We initiate with a pre-calculation of steps aggregation by day:
steps_taken_per_day <- aggregate(steps ~ date, tidy, sum)
colnames(steps_taken_per_day) <- c("date", "steps")
ggplot(steps_taken_per_day, aes(x = steps)) +
geom_histogram(fill = "darkblue", binwidth = 1000) +
labs(title="Histogram of Steps Taken per Day",
x = "Number of Steps per Day", y = "Number of times (Count)") +
theme_bw()
mean_steps = round(mean(steps_taken_per_day$steps, na.rm=TRUE), 2)
median_steps = round(median(steps_taken_per_day$steps, na.rm=TRUE), 2)
The Mean is 10766.19 and the Median is 10765
First, we calculate the aggregation of steps by intervals of 5-minutes, coerce the interval to integer and give names for colons of the result of this aggregation.
steps_per_interval <- aggregate(tidy$steps,
by = list(interval = tidy$interval),
FUN=mean, na.rm=TRUE)
# convert to integers for plotting
steps_per_interval$interval <-
as.integer(levels(steps_per_interval$interval)[steps_per_interval$interval])

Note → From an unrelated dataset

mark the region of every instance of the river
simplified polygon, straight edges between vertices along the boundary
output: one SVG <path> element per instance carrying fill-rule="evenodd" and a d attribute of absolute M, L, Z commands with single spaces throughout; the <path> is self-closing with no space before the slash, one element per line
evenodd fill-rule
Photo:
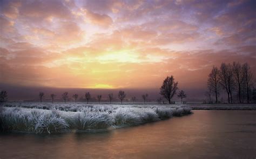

colnames(steps_per_interval) <- c("interval", "steps")
Then, we present below a plot with the time series of the average number of steps taken (averaged across all days) versus the 5-minute intervals:
ggplot(steps_per_interval, aes(x=interval, y=steps)) +
geom_line(color="darkblue", size=1) +
labs(title="Average Daily Activity Pattern", x="Interval", y="Number of steps") +
theme_bw() + theme(legend.position = "bottom")
Now, we find the 5-minute interval with the containing the maximum number of steps:
max_step_interval <- steps_per_interval[which.max(
steps_per_interval$steps),]$interval
The 835th 5-minute interval containing the maximum number of steps.
We already been saw the total number of NA through summary of tidy data. We proceed with the new instruction below for show how can you get only this result.
sum(is.na(tidy$steps))
## [1] 2304
To populate missing values, we choose to replace them with the mean value at the same interval across days. In most of the cases the median is a better centrality measure than mean, but in our case the total median is not much far away from total mean, and probably we can make the mean and median meets.
fill_na <- function(data, defaults) {
na_indices <- which(is.na(data$steps))
na_replacements <- unlist(lapply(na_indices, FUN=function(idx){
interval = data[idx,]$interval
defaults[defaults$interval == interval,]$steps
}))
fill_steps <- data$steps
fill_steps[na_indices] <- na_replacements
fill_steps
}
data_fill <- data.frame(
steps = fill_na(tidy, steps_per_interval),
date = tidy$date,
interval = tidy$interval)
Here is a histogram of the daily total number of steps taken, plotted with a bin interval of 1000 steps, after the populate missing values.
full_steps_per_day <- aggregate(steps ~ date, data_fill, sum)
colnames(full_steps_per_day) <- c("date", "steps")
ggplot(full_steps_per_day, aes(x=steps)) +
geom_histogram(fill="darkblue", binwidth=1000) +
labs(title="Histogram of Full Steps Taken per Day",
x="Number of Steps after populate missing values",
y="Count") +
theme_bw()
full_mean_steps = round(mean(full_steps_per_day$steps), 2)
full_median_steps = round(median(full_steps_per_day$steps), 2)
Median populate missing values is 10766.19
Median before missing values is 10765
As you can see, comparing with the calculations done in the first section of this document, we observe that while the mean value remains unchanged, the median value has shifted and virtual matches to the mean.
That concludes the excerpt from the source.